Why you should add Los Angeles to your Indie/RTW trip

Los Angeles gets, and deserves, a lot of criticism from locals and travelers alike, but there is no place in the world like it and it's a place that you just have to see with your own eyes at least once. If you could take away about half the people and two-thirds of the cars the place would be paradise, but you can't so it's not. Still, if you do it right you can efficiently see everything you want to see and have a great time in the process. From movie and TV studios in Hollywood to Beverly Hills to gorgeous beaches to Disneyland and countless other famous attractions there is never a shortage of exciting things to see and do in Los Angeles.
  • The movie industry is based in and around Hollywood and Burbank and there are many really interesting tours and attractions that some people make fun of but are actually well worth doing once.
  • Beverly Hills is just next to Hollywood and everyone has to see this famously ultra-rich area at least once even if you can only afford to pass through on a tour bus.
  • Cruise Sunset Boulevard, walk Rodeo Drive
  • Think you could make it on Baywatch? Malibu is right here
  • How many movie stars can you spot on a drive down Mulholland Drive?
  • If you're looking for nightlife, then head to the Sunset Strip for some of the best nightlife in the country.
  • Olvera Street is where LA was founded and now has a wide range of Mexican restaurants and shops.
  • Try to find the Baywatch beach, Disneyland and 90210 in one afternoon
  • If you are a beach and water person, then you've come to the right place. There are plenty of beaches in and around LA for you to get your sun fix.
    • Santa Monica is probably the most famous beach community in Los Angeles, but there's also the exclusive Malibu, the funky Venice Beach, the locals-only Manhattan, Hermosa, and Redondo beaches, and some really nice ones down in Orange County as well.
  • The weather is awesome year-round, and LAX is a massive airport that will get you in and out rather easily.
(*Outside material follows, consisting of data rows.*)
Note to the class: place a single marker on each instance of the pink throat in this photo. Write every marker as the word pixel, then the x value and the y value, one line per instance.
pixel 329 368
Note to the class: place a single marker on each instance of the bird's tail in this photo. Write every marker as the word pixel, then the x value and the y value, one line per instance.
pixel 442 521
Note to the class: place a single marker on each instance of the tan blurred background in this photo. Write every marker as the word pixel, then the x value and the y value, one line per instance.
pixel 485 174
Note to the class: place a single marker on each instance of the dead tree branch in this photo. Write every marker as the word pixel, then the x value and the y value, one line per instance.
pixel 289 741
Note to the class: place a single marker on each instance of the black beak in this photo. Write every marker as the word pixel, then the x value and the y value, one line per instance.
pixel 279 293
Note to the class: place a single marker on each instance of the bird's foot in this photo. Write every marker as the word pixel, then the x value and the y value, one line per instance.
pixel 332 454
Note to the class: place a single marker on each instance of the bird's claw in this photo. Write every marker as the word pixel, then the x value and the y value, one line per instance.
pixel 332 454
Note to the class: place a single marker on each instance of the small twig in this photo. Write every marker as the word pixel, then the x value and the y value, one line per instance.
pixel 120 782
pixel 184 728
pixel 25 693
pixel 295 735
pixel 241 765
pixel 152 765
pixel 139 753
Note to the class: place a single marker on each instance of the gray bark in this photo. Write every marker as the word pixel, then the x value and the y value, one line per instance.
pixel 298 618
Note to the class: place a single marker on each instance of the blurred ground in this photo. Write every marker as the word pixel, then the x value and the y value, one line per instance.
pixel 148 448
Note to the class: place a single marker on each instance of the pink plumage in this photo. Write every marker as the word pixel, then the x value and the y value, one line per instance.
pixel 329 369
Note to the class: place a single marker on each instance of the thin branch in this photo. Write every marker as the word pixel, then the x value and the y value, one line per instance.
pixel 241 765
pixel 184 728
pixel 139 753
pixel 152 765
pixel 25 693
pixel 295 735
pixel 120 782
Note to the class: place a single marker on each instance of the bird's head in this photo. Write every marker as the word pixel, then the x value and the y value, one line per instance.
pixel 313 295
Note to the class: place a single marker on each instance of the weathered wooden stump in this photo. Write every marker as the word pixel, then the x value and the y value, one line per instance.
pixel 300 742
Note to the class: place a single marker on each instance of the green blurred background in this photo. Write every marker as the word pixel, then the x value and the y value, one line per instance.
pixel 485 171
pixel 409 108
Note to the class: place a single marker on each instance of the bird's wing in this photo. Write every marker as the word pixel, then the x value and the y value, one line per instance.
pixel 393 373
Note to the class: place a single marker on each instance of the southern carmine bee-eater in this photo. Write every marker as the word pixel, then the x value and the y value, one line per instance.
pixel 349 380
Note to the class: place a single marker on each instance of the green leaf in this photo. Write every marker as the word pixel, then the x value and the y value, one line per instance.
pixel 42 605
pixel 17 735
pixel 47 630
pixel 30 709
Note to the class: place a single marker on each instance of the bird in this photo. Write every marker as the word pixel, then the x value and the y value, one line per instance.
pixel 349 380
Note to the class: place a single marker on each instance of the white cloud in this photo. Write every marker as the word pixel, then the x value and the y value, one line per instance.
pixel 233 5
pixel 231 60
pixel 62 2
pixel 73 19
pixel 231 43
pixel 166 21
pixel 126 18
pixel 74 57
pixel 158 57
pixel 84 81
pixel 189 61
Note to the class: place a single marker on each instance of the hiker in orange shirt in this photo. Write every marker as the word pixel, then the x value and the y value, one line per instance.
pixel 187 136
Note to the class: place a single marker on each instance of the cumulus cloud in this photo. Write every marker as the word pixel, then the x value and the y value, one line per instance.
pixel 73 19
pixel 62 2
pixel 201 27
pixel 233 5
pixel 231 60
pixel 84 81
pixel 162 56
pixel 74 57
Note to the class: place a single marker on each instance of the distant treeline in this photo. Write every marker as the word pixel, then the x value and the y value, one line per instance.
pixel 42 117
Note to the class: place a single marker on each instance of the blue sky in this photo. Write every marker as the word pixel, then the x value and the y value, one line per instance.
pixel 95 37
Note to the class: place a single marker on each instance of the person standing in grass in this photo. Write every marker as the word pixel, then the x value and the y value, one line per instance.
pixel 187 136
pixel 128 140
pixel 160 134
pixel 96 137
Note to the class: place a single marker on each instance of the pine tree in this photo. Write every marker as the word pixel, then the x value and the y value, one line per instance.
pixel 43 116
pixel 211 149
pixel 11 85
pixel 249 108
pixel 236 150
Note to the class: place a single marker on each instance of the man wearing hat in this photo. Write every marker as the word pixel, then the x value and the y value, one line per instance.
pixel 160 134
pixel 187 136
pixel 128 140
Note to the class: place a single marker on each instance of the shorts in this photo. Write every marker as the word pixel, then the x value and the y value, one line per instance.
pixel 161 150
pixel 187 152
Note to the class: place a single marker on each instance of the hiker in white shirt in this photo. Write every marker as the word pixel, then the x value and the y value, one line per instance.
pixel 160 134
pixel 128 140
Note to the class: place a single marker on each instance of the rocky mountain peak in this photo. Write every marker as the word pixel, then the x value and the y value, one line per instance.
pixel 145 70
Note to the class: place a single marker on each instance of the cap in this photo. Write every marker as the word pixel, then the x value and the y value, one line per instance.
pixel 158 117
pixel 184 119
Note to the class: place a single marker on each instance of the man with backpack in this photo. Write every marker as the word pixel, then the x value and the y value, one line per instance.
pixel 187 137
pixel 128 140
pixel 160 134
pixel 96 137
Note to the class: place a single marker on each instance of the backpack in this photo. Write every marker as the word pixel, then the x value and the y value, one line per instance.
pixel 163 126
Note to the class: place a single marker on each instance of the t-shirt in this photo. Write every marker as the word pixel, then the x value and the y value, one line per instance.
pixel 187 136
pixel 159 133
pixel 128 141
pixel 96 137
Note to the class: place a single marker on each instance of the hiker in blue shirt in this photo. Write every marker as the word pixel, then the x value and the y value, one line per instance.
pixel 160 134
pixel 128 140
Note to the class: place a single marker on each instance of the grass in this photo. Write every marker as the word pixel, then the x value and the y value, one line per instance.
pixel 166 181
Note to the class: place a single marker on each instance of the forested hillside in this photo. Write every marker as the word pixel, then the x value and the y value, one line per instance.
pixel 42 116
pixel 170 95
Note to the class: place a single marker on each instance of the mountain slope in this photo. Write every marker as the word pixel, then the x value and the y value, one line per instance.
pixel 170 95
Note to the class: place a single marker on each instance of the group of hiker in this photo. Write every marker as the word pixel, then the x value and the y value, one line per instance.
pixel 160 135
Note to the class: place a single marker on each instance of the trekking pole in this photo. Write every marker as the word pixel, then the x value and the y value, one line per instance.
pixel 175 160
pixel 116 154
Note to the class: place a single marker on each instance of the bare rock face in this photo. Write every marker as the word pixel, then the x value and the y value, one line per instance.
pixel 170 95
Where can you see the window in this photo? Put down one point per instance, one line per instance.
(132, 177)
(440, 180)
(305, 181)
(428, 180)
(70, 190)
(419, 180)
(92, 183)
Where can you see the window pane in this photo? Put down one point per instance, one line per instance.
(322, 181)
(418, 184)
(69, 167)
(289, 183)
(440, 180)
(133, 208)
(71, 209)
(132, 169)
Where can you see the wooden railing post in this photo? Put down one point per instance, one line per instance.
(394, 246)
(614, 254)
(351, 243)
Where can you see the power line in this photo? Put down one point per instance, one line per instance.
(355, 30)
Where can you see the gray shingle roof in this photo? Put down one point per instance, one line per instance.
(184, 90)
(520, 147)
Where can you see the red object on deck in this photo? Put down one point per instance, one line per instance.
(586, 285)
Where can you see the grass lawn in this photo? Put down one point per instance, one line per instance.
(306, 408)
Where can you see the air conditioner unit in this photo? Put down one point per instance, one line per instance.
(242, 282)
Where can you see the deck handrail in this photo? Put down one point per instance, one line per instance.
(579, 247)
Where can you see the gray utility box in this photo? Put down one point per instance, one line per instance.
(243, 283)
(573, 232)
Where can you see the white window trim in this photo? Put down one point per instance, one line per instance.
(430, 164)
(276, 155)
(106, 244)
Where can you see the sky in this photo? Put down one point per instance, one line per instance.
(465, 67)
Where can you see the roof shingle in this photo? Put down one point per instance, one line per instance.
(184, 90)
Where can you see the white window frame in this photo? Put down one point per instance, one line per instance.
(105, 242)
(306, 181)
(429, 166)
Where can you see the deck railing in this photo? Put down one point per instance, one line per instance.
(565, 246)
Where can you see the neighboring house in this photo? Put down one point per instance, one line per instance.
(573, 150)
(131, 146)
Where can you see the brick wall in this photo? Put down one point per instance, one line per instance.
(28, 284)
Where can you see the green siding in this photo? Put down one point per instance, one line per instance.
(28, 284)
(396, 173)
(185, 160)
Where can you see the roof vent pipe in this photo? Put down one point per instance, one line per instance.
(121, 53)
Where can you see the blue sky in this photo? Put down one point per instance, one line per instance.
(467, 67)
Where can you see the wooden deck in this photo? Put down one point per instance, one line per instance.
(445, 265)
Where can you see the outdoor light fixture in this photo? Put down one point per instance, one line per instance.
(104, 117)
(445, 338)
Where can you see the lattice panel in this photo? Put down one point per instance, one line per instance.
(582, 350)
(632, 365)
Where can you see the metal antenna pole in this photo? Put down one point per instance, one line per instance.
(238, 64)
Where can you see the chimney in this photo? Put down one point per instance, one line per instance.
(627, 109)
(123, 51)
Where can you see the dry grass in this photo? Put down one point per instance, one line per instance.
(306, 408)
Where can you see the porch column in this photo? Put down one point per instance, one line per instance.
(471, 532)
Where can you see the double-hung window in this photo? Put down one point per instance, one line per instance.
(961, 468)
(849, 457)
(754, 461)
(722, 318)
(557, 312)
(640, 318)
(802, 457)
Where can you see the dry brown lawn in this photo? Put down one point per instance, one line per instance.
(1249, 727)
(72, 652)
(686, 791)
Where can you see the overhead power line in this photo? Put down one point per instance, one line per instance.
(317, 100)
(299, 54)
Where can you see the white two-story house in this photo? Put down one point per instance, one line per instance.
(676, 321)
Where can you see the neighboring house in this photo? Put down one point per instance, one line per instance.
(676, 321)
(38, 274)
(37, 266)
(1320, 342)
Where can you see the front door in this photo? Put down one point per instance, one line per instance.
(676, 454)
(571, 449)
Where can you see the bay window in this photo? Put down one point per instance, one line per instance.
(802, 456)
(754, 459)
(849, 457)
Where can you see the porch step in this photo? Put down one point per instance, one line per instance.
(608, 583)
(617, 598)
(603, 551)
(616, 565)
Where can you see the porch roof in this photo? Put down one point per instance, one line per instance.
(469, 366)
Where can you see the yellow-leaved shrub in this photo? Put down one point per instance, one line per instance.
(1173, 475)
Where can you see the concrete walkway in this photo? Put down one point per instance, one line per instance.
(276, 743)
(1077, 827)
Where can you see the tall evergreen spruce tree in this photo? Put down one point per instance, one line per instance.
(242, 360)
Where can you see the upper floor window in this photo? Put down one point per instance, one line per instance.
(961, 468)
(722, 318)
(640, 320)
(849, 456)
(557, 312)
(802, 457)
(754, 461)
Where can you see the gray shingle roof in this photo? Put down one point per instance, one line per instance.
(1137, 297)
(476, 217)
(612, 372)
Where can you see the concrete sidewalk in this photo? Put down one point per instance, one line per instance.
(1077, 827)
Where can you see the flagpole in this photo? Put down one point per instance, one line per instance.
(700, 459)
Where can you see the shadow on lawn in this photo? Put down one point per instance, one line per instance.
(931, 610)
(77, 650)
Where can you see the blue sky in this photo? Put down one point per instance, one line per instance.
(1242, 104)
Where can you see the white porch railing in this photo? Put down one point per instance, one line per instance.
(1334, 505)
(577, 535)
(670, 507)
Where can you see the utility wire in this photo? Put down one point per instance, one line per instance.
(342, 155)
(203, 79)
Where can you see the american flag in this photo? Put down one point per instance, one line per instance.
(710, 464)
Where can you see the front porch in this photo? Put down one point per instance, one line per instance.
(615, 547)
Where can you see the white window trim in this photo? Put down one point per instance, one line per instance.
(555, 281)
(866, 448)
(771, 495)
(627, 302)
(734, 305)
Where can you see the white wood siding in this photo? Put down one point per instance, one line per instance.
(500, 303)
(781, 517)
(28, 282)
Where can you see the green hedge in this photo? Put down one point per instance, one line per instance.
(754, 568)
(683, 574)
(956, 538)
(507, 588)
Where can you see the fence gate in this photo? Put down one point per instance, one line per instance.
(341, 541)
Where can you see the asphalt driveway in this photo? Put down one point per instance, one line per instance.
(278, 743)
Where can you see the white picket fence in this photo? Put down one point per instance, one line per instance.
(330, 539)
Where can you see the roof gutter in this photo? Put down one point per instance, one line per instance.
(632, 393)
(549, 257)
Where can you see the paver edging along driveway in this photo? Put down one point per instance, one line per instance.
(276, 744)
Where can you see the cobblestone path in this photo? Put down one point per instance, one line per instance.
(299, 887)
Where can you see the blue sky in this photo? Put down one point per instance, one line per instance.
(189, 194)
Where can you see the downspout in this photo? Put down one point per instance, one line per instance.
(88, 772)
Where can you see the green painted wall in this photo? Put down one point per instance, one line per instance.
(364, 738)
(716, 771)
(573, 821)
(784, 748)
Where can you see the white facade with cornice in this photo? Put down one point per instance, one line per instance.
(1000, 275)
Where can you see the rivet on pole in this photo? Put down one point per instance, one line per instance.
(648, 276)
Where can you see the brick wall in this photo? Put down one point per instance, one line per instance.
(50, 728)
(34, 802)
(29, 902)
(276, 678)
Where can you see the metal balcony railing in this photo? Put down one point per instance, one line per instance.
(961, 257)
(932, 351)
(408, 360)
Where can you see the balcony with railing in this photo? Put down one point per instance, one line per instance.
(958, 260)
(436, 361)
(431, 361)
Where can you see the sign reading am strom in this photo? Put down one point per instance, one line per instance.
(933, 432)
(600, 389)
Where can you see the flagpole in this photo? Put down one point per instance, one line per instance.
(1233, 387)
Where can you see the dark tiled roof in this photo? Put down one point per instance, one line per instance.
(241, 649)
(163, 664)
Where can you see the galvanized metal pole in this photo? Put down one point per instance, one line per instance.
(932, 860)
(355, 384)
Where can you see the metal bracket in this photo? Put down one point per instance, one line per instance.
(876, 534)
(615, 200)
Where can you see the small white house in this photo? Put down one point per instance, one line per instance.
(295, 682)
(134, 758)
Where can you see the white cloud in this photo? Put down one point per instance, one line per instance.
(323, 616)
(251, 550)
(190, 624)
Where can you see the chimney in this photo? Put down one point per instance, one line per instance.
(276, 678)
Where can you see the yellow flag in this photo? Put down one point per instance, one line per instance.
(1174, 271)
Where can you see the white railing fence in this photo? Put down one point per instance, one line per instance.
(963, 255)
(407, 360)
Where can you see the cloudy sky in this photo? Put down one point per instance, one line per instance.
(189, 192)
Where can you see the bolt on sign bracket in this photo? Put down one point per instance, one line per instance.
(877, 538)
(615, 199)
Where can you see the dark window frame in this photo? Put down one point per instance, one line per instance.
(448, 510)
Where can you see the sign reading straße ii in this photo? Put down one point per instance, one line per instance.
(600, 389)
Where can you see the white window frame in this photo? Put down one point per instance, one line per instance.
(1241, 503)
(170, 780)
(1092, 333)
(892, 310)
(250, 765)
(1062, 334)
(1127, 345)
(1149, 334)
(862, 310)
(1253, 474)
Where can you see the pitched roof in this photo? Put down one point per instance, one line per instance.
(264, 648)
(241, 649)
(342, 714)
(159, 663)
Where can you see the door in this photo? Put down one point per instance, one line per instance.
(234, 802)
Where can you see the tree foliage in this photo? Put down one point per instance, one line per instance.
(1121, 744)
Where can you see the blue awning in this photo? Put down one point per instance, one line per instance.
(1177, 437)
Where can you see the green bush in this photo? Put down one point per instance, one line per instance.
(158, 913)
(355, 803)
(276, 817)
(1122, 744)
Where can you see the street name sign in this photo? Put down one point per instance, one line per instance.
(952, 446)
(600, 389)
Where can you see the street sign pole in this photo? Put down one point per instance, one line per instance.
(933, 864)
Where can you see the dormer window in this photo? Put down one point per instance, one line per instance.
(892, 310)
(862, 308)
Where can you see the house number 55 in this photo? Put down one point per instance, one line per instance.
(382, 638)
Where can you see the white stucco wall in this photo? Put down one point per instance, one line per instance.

Indie travel tips for Los Angeles

Many people travel to see all the famous sites, and that's perfectly fine, but when you're on a RTW trip, sight-seeing gets old after a while, so exploring lesser known areas and experiencing the culture of a place becomes the priority rather than ticking sites off a list. Here's some ideas of ways to explore LA without being constantly caught up in throngs of other people.
  • Check out the St. Elmo Village, a unique, free museum where people are encouraged to share in the creative process. They offer art workshops and festivals throughout the year at this urban folk art center.
  • If you want to see ocean wild life but don't want to mess with the crowds and prices of Sea World south in San Diego, you may want to check out the Marine Mammal Care Centef. You can view sick or injured seals and sea lions being rehabilitated before returning the ocean.
  • Wandering around different neighborhoods in new cities is a highlight for many indie travelers. It gives us an opportunity to see the diversity of a given city and really get a chance to interact with locals. Chinatown offers a little more than other Chinatowns around the US. It has really wide streets and an open air market reminiscent of cities in China.
  • There are plenty of hiking opportunities in and around LA, so if you want to get into the outdoors, consider these hikes:
    • Hike around the Hollywood sign for great views of the city.
    • Mishe Mokwa to Sandstone Peak and Tri-Peaks - this is the highest point in the Santa Monica mountains and offers great views of the Ocean and Santa Monica Bay.
    • Check out this beautiful river canyon, the Santa Anita Canyon, and explore a few waterfalls along the way.
    • If you want to head outside of LA a bit, then check out the High San Gabriels or Joshua Tree National Park.
  • If you're looking to eat great food but not pay an arm and a leg, then hit up one of the many street carts in LA. One of the birthplaces of street food in the US, taco trucks are the most popular, but you can find pretty much any cuisine you desire.

Transportation

If you are coming from more than 1,000 or so miles away you'll likely book a flight into Los Angeles International Airport (LAX), but there are many smaller regional airports in the area so you might be able to get a deal into one of those. If you intend to stay in Hollywood then Burbank (BUR) is the closest, but LAX is almost always the cheapest.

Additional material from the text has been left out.